Build products end up in build/release-x86_64/. report.html shows build/test results and docs, deploy contains compiler exes.

Running

./examples/wobble.exe

Run examples. Note that several of the OpenGL based ones currently crash.

zompc -c foo.zomp

Will produce foo.ll. Run “make -n examples/mini.exe” to see commands to turn this into an executable.

zompsh

Will start the interactive Zomp shell. This is meant to be run from an IDE/editor. Load source/zomp.el in Emacs, open a Zomp source file and click “Zomp / Start/update” in the menu bar.

History, Goals

The requirement was to have a language that at the same time delivers the same performance and low level control as C and allows more productive development. This goal is approached by providing a minimal base language extendable by macros and an interactive shell which supports modifying the code of a running application for fast prototyping. It does not attempt to protect against memory errors and other low level conditions.

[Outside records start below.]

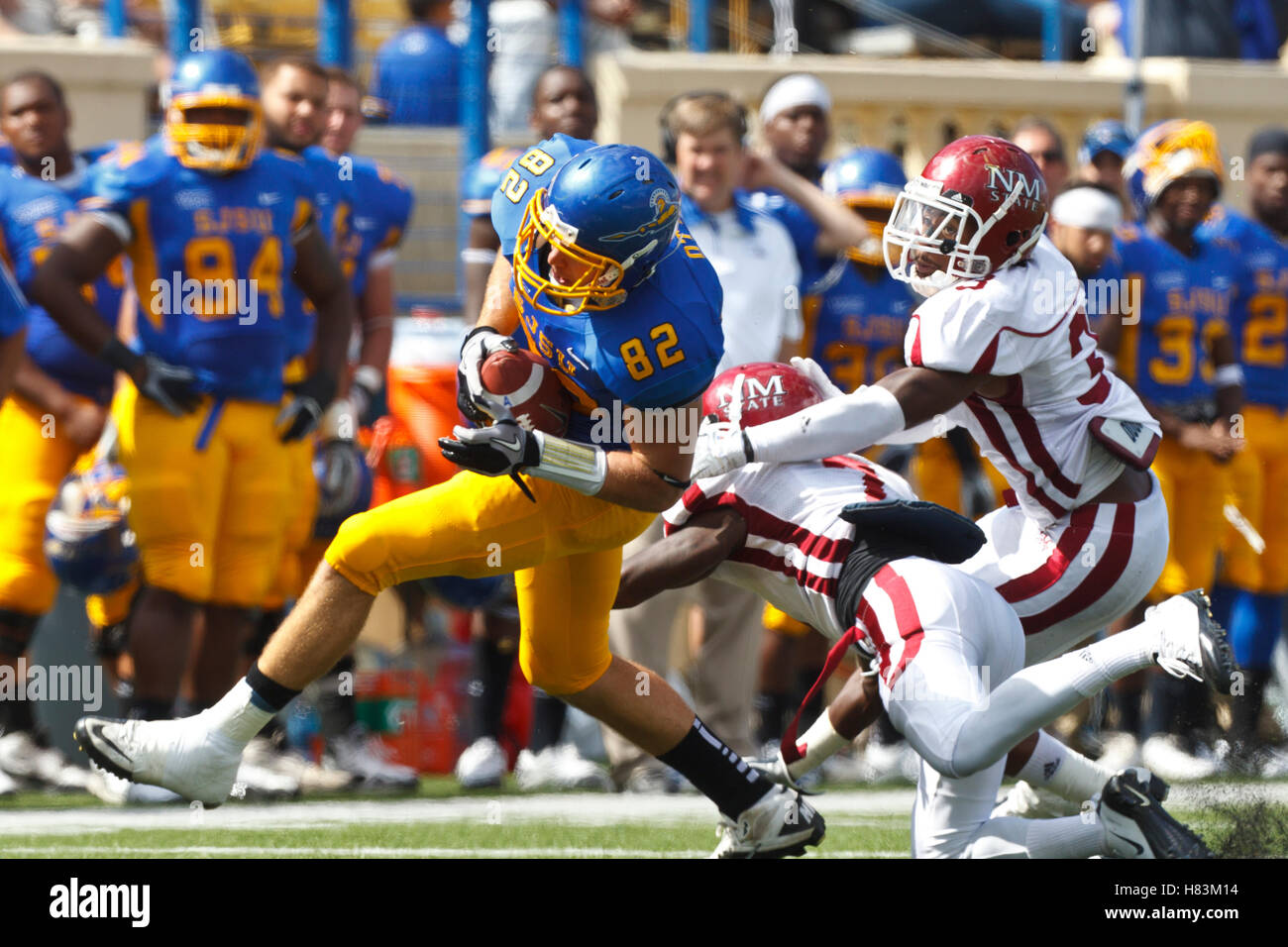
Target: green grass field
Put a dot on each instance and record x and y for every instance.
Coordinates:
(441, 821)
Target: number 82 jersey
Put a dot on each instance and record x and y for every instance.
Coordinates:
(658, 348)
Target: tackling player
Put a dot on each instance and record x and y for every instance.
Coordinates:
(1003, 347)
(214, 227)
(590, 230)
(842, 545)
(1249, 594)
(59, 401)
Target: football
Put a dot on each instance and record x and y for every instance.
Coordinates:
(529, 388)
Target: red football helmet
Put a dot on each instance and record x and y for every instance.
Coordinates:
(758, 393)
(980, 202)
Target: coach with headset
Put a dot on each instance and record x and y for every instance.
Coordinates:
(755, 260)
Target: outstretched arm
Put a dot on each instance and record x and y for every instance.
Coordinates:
(902, 399)
(682, 558)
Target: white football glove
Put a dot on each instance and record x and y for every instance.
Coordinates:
(720, 447)
(481, 343)
(814, 372)
(777, 771)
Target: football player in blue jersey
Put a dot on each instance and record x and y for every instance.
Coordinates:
(1249, 595)
(563, 102)
(601, 279)
(58, 403)
(1176, 350)
(369, 244)
(214, 226)
(13, 324)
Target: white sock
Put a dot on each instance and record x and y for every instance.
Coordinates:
(236, 716)
(819, 741)
(1064, 838)
(1063, 771)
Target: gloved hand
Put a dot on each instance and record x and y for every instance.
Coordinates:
(303, 411)
(172, 386)
(481, 343)
(719, 447)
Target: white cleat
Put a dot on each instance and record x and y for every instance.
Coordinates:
(364, 755)
(782, 823)
(180, 755)
(482, 764)
(1193, 643)
(559, 768)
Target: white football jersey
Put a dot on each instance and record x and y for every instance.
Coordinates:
(1028, 324)
(797, 540)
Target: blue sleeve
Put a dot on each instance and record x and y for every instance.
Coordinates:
(13, 305)
(519, 183)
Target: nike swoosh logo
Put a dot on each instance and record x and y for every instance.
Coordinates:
(1133, 844)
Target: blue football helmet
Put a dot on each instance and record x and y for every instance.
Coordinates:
(1109, 136)
(88, 543)
(866, 179)
(613, 209)
(344, 486)
(219, 78)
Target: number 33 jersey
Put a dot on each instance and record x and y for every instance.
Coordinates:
(658, 348)
(210, 256)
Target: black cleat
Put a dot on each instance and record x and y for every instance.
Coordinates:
(1136, 825)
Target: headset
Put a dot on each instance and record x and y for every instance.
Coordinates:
(669, 110)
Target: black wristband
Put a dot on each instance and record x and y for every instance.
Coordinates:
(119, 356)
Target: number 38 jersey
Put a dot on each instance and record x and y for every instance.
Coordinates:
(1026, 326)
(210, 254)
(658, 348)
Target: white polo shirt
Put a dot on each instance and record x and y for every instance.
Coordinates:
(755, 260)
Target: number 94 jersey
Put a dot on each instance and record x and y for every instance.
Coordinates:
(658, 348)
(210, 254)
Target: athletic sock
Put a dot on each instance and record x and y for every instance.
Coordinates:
(548, 719)
(243, 712)
(338, 706)
(489, 685)
(716, 771)
(1064, 838)
(1068, 774)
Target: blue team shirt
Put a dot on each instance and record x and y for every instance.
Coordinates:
(855, 326)
(658, 348)
(33, 213)
(1183, 303)
(13, 307)
(417, 75)
(192, 234)
(802, 228)
(381, 209)
(331, 205)
(1258, 318)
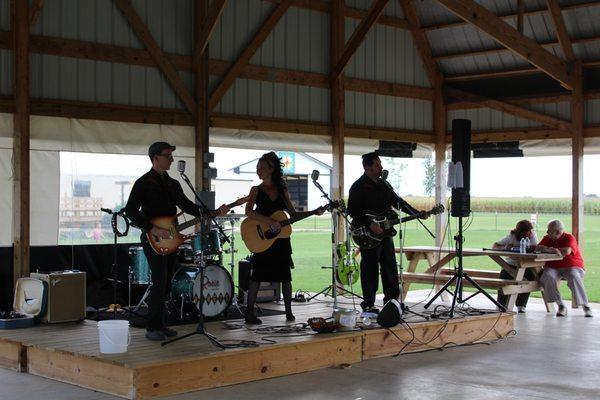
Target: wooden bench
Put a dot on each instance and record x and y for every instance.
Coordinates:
(482, 278)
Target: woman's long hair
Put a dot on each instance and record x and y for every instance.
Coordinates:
(275, 163)
(522, 227)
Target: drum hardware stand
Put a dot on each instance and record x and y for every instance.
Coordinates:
(335, 213)
(200, 330)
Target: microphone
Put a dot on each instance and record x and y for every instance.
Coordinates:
(315, 175)
(181, 166)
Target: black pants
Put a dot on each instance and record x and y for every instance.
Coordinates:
(521, 298)
(371, 260)
(162, 268)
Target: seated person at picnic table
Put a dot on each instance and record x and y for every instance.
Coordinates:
(571, 268)
(524, 229)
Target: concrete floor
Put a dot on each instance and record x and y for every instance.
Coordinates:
(549, 358)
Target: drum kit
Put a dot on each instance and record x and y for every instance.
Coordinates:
(204, 250)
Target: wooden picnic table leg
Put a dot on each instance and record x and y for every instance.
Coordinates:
(412, 266)
(512, 299)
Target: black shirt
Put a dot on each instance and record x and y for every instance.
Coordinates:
(155, 195)
(368, 195)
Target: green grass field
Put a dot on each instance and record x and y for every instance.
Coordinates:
(311, 243)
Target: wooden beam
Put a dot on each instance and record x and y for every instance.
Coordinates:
(358, 36)
(439, 128)
(143, 33)
(421, 42)
(211, 17)
(202, 30)
(510, 109)
(561, 29)
(512, 15)
(520, 15)
(506, 74)
(261, 35)
(349, 12)
(21, 136)
(126, 55)
(34, 11)
(502, 50)
(503, 33)
(338, 114)
(577, 118)
(169, 116)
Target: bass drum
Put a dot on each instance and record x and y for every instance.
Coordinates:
(217, 289)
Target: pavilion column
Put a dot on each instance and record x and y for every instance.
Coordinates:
(202, 125)
(439, 127)
(577, 116)
(21, 134)
(337, 106)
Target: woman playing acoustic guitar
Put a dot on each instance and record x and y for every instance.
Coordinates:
(273, 264)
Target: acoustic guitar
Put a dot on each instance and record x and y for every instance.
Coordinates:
(259, 237)
(366, 239)
(170, 223)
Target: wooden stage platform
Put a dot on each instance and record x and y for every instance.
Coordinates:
(70, 353)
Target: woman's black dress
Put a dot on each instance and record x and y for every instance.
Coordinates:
(274, 264)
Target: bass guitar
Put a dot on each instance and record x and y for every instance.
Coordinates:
(366, 239)
(259, 237)
(170, 223)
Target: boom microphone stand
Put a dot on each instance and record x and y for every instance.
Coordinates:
(200, 330)
(335, 213)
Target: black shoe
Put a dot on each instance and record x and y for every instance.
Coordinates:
(155, 335)
(252, 320)
(168, 332)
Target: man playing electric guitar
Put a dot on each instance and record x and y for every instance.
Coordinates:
(156, 194)
(372, 193)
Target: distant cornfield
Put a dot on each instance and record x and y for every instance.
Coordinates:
(517, 205)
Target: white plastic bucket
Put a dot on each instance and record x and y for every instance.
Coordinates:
(114, 336)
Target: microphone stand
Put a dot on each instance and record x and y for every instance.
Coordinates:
(200, 330)
(334, 215)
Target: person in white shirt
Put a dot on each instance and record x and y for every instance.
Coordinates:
(524, 229)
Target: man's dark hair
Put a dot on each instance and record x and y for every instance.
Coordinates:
(369, 158)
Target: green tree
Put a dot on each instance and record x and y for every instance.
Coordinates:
(429, 180)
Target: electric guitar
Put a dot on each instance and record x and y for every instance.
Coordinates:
(366, 239)
(259, 237)
(170, 223)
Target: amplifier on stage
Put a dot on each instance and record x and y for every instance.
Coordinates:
(269, 291)
(66, 296)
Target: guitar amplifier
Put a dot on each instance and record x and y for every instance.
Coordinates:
(66, 296)
(269, 291)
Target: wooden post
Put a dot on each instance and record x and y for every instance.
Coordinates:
(202, 126)
(20, 23)
(337, 107)
(577, 154)
(439, 127)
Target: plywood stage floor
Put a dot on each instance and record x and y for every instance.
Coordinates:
(70, 352)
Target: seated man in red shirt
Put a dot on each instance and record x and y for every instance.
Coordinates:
(570, 268)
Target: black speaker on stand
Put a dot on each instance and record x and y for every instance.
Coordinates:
(461, 207)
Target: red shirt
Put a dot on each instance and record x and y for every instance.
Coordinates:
(573, 260)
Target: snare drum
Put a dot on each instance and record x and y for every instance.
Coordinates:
(217, 289)
(209, 243)
(139, 266)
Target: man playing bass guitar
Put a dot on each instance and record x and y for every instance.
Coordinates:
(370, 192)
(156, 194)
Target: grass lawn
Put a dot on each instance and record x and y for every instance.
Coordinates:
(311, 242)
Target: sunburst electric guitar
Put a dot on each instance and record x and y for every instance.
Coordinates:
(170, 223)
(259, 237)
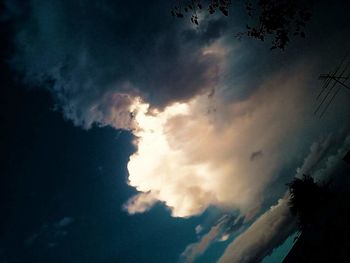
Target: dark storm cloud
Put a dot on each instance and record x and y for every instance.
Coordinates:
(90, 50)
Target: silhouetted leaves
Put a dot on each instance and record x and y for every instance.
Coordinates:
(278, 20)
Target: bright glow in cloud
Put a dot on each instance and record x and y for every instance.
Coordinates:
(267, 232)
(196, 154)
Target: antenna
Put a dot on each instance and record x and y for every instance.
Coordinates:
(333, 82)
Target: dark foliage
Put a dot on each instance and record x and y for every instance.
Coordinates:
(307, 199)
(279, 20)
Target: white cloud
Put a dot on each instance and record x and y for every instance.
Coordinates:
(194, 250)
(196, 154)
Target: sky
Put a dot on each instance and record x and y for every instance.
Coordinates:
(131, 136)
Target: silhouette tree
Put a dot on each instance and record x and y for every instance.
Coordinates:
(307, 198)
(276, 19)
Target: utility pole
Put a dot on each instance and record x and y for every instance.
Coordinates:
(333, 83)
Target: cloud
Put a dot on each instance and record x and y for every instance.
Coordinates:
(190, 159)
(325, 155)
(276, 224)
(266, 233)
(218, 232)
(140, 203)
(194, 250)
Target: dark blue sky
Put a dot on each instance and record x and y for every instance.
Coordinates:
(70, 70)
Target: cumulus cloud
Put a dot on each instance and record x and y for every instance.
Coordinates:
(220, 231)
(140, 203)
(194, 250)
(266, 233)
(325, 155)
(190, 159)
(96, 57)
(274, 226)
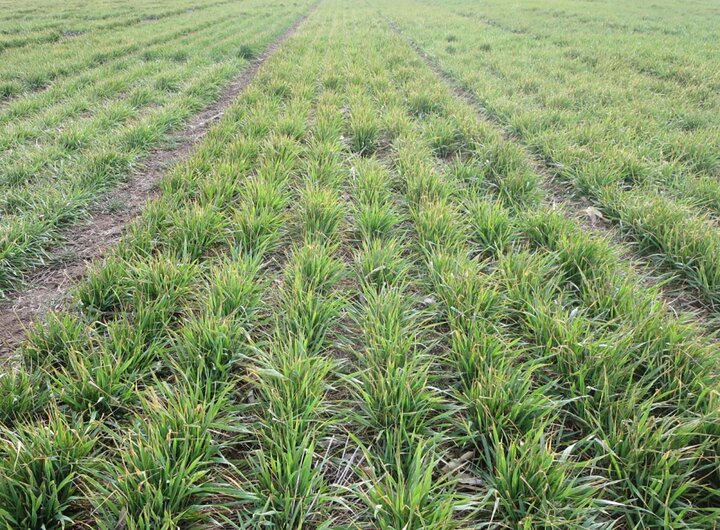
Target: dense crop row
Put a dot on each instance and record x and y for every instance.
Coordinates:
(351, 308)
(620, 105)
(115, 94)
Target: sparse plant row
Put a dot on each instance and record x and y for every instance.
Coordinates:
(37, 216)
(33, 37)
(61, 139)
(29, 118)
(688, 247)
(63, 89)
(179, 302)
(645, 129)
(33, 69)
(596, 294)
(67, 131)
(483, 362)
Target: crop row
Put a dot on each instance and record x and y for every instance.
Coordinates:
(350, 308)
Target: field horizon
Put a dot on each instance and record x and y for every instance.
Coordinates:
(421, 264)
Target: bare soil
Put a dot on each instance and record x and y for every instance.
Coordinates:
(676, 295)
(48, 288)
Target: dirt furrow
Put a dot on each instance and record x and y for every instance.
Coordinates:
(574, 205)
(48, 288)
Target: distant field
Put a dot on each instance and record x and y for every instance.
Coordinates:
(87, 89)
(424, 273)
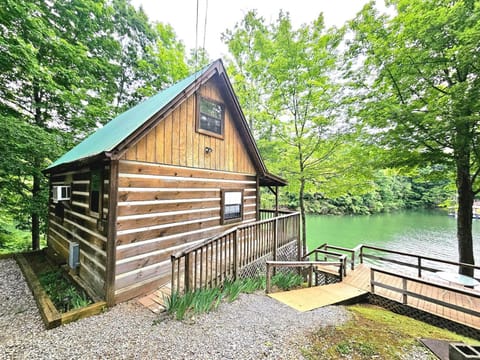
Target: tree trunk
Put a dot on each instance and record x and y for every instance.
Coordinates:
(302, 216)
(34, 215)
(465, 203)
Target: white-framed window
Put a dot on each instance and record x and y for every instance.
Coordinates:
(232, 206)
(96, 191)
(210, 117)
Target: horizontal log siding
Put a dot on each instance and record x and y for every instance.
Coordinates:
(79, 226)
(175, 141)
(161, 210)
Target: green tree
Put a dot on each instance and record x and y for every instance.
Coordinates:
(283, 77)
(65, 68)
(420, 85)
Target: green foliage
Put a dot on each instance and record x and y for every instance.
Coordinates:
(66, 67)
(287, 280)
(206, 300)
(374, 333)
(416, 83)
(284, 78)
(390, 192)
(199, 301)
(64, 295)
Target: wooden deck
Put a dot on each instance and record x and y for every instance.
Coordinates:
(312, 298)
(358, 281)
(360, 278)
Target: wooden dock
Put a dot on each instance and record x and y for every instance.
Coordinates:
(426, 295)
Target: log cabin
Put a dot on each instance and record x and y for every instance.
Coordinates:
(166, 175)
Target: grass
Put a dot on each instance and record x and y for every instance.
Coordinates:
(64, 295)
(374, 332)
(287, 280)
(206, 300)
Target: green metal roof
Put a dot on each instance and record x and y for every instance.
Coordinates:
(118, 129)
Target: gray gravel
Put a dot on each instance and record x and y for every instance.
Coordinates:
(252, 327)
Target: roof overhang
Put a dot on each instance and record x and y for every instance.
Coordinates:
(268, 179)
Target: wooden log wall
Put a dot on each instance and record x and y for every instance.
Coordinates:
(174, 140)
(161, 210)
(78, 225)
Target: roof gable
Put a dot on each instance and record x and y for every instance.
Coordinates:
(122, 130)
(121, 127)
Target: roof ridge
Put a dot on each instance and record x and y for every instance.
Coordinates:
(107, 137)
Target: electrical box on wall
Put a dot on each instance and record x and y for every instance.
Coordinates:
(73, 255)
(61, 193)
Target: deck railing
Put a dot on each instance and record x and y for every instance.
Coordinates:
(311, 265)
(419, 262)
(222, 257)
(408, 291)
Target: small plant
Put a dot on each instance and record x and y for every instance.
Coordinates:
(206, 300)
(287, 280)
(250, 285)
(64, 295)
(231, 290)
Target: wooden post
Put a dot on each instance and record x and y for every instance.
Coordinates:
(267, 281)
(299, 242)
(235, 255)
(275, 242)
(276, 201)
(372, 279)
(310, 276)
(172, 259)
(111, 250)
(186, 276)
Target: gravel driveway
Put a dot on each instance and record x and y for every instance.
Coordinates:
(252, 327)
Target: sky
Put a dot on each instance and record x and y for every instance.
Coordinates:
(224, 14)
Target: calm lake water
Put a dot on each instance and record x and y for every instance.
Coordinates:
(431, 233)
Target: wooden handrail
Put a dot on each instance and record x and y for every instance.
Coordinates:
(406, 293)
(449, 262)
(210, 262)
(303, 264)
(229, 231)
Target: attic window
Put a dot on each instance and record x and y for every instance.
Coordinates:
(96, 193)
(210, 119)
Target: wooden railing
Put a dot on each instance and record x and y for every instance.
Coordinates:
(220, 258)
(325, 251)
(418, 263)
(406, 293)
(301, 264)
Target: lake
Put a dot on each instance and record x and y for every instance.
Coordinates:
(431, 233)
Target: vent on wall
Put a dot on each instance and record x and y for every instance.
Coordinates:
(61, 193)
(73, 255)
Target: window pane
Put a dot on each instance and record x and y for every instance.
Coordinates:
(94, 200)
(231, 212)
(95, 180)
(232, 205)
(211, 116)
(211, 109)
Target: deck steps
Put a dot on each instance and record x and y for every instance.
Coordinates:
(155, 301)
(318, 296)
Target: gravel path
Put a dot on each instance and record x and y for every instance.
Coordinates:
(252, 327)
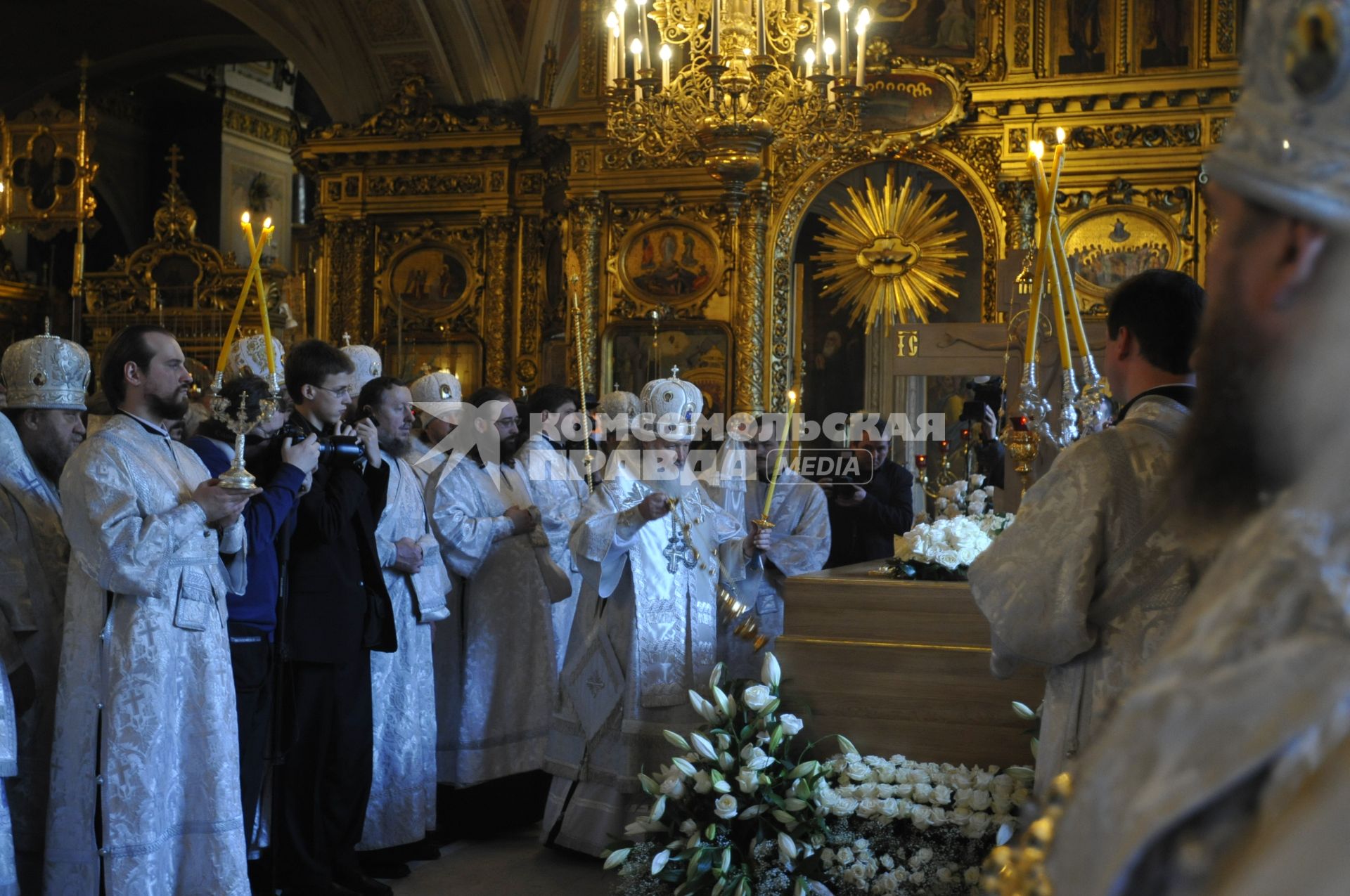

Zomp’s fundamental concept is to create a language which gives much more power to library developers than most existing languages do. It is intended to provide much of the expressiveness and extensibility of higher level languages like Lisp, Haskell, Python or Ruby for those application domains where C and C++ still dominate like graphics programming and embedded/real-time systems.

Languages like C, Pascal and C++ provide a fixed set of constructs like loops, classes etc. from which programs can be composed. Even though these constructs are sufficient to write large programs many applications can benefit from the possibility to extend the language with custom constructs. There have been languages which allow this for a long time, like Lisp, Smalltalk, Ruby, Python etc.

The goal of Zomp is to create a programming language in which libraries cannot only provide new data types and functions but also new programming language constructs and which on the same time allows the user full access to the underlying hardware.

It’s intended target audience is currently only myself - getting a new programming language to be adapted is a task better suited to large companies than small developer teams so I will stick to a reasonable objective: building a language of my taste to use for my spare time projects.